A taxpayer can deduct 50% of meal expenses when traveling on business (for example, for a conference). The General Services Administration (GSA) sets standard per diem rates based on travel location to simplify the process. Tracking meals expenses is simple and easy with the Per Diem method since you do not have to keep receipts!

Office Equipment
The cost of computers, phones, cameras, laptops, and other office equipment can be depreciated for tax purposes when used by your business. Depreciation is usually accumulated over several years. If you want to take advantage of office equipment tax deductions, consult your tax professional.

Home Office
Small businesses and the self-employed can claim a deduction for the use of part of their home as an office if they meet the following two requirements:

  • Your home office space must be used exclusively for business purposes on a regular basis.
  • You must conduct your business from your home office, which should be your primary location.
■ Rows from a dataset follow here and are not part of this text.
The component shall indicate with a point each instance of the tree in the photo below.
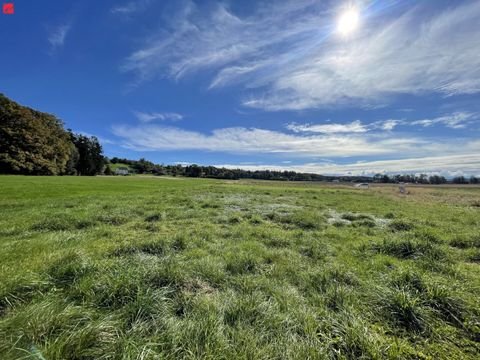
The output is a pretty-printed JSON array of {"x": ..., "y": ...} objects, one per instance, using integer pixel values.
[
  {"x": 91, "y": 160},
  {"x": 32, "y": 142}
]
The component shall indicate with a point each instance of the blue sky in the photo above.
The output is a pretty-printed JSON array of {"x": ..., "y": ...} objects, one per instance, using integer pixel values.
[{"x": 257, "y": 84}]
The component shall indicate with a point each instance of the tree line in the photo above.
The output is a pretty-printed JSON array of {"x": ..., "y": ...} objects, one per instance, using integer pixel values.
[
  {"x": 144, "y": 166},
  {"x": 424, "y": 179},
  {"x": 36, "y": 143}
]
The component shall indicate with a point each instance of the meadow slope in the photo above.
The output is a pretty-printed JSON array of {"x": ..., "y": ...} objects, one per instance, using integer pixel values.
[{"x": 156, "y": 268}]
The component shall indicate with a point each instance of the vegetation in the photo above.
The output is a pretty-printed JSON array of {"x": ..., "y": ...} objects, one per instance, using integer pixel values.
[
  {"x": 35, "y": 143},
  {"x": 147, "y": 268}
]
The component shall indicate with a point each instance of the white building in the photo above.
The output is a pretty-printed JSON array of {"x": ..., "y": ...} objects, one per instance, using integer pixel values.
[{"x": 121, "y": 171}]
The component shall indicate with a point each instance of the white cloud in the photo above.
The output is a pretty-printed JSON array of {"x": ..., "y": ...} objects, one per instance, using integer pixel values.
[
  {"x": 388, "y": 125},
  {"x": 148, "y": 117},
  {"x": 57, "y": 36},
  {"x": 288, "y": 54},
  {"x": 353, "y": 127},
  {"x": 457, "y": 120},
  {"x": 130, "y": 7},
  {"x": 445, "y": 165},
  {"x": 259, "y": 141}
]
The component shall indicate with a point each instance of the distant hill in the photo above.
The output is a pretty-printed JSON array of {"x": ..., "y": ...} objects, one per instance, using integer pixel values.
[{"x": 36, "y": 143}]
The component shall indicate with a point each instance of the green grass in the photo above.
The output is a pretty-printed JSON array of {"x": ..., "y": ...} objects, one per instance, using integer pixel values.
[{"x": 155, "y": 268}]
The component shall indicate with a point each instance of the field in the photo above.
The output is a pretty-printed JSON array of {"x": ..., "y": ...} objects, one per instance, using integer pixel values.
[{"x": 156, "y": 268}]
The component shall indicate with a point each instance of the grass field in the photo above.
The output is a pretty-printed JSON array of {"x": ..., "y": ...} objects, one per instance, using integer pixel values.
[{"x": 152, "y": 268}]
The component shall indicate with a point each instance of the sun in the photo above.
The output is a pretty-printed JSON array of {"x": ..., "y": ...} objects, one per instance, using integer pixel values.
[{"x": 348, "y": 21}]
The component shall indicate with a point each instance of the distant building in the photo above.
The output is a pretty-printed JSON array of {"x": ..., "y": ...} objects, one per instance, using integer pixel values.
[{"x": 121, "y": 171}]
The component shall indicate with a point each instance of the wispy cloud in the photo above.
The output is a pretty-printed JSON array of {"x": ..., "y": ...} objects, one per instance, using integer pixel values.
[
  {"x": 256, "y": 141},
  {"x": 57, "y": 36},
  {"x": 353, "y": 127},
  {"x": 457, "y": 120},
  {"x": 130, "y": 7},
  {"x": 162, "y": 116},
  {"x": 288, "y": 57},
  {"x": 451, "y": 165}
]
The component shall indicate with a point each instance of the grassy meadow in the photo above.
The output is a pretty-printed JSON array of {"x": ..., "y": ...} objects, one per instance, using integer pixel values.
[{"x": 158, "y": 268}]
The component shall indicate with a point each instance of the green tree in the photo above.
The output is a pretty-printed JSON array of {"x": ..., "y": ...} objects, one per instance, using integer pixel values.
[
  {"x": 31, "y": 142},
  {"x": 91, "y": 160}
]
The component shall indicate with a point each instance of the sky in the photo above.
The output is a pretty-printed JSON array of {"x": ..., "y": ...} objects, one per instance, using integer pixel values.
[{"x": 283, "y": 85}]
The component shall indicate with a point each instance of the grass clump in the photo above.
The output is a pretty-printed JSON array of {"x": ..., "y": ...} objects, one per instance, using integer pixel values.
[
  {"x": 400, "y": 225},
  {"x": 237, "y": 270}
]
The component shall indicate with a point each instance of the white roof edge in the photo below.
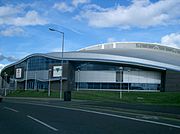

If your home office is used regularly and substantially, you can still conduct business outside of your home.

Deductions for home offices are generally based on the amount of space devoted to business. For example, if a spare room that makes up 10% of your home is designated as your office, you will be able to deduct 10% of the costs related to that room (utilities, gas, water, sewer, etc.).

A room in your house you use to store inventory is eligible for claiming as a home office expense. In contrast, if you organize a party to sell products in your living room you cannot claim a deduction since the room is also personal.

Contract Labor
Many times, network marketing involves the hiring of independent contractors to run the business.  An example of this may be a photographer who takes photographs for your website or a freelance writer who posts to your blog. There are special requirements for claiming contract labor as a tax deduction.

A 1099-MISC must be completed and submitted by all MLM professionals who hire outside contract work. If you pay an independent contractor more than $600 during the year, you must submit a 1099-MISC form. You should take note that your employees do not fall into this category.  

Additional Deductions
Samples and demonstration products are a common tax pitfall faced by direct sellers. The costs of keeping some of the company's products on hand for potential customers may be deducted.

To be considered as inventory, you should count demonstration kits or products if they are expected to be sold rather than utilized up to their value.

In both cases, if the products were purchased for personal use, the cost was not deductible. Whether or not you demo the product(s) on a frequent basis is not important.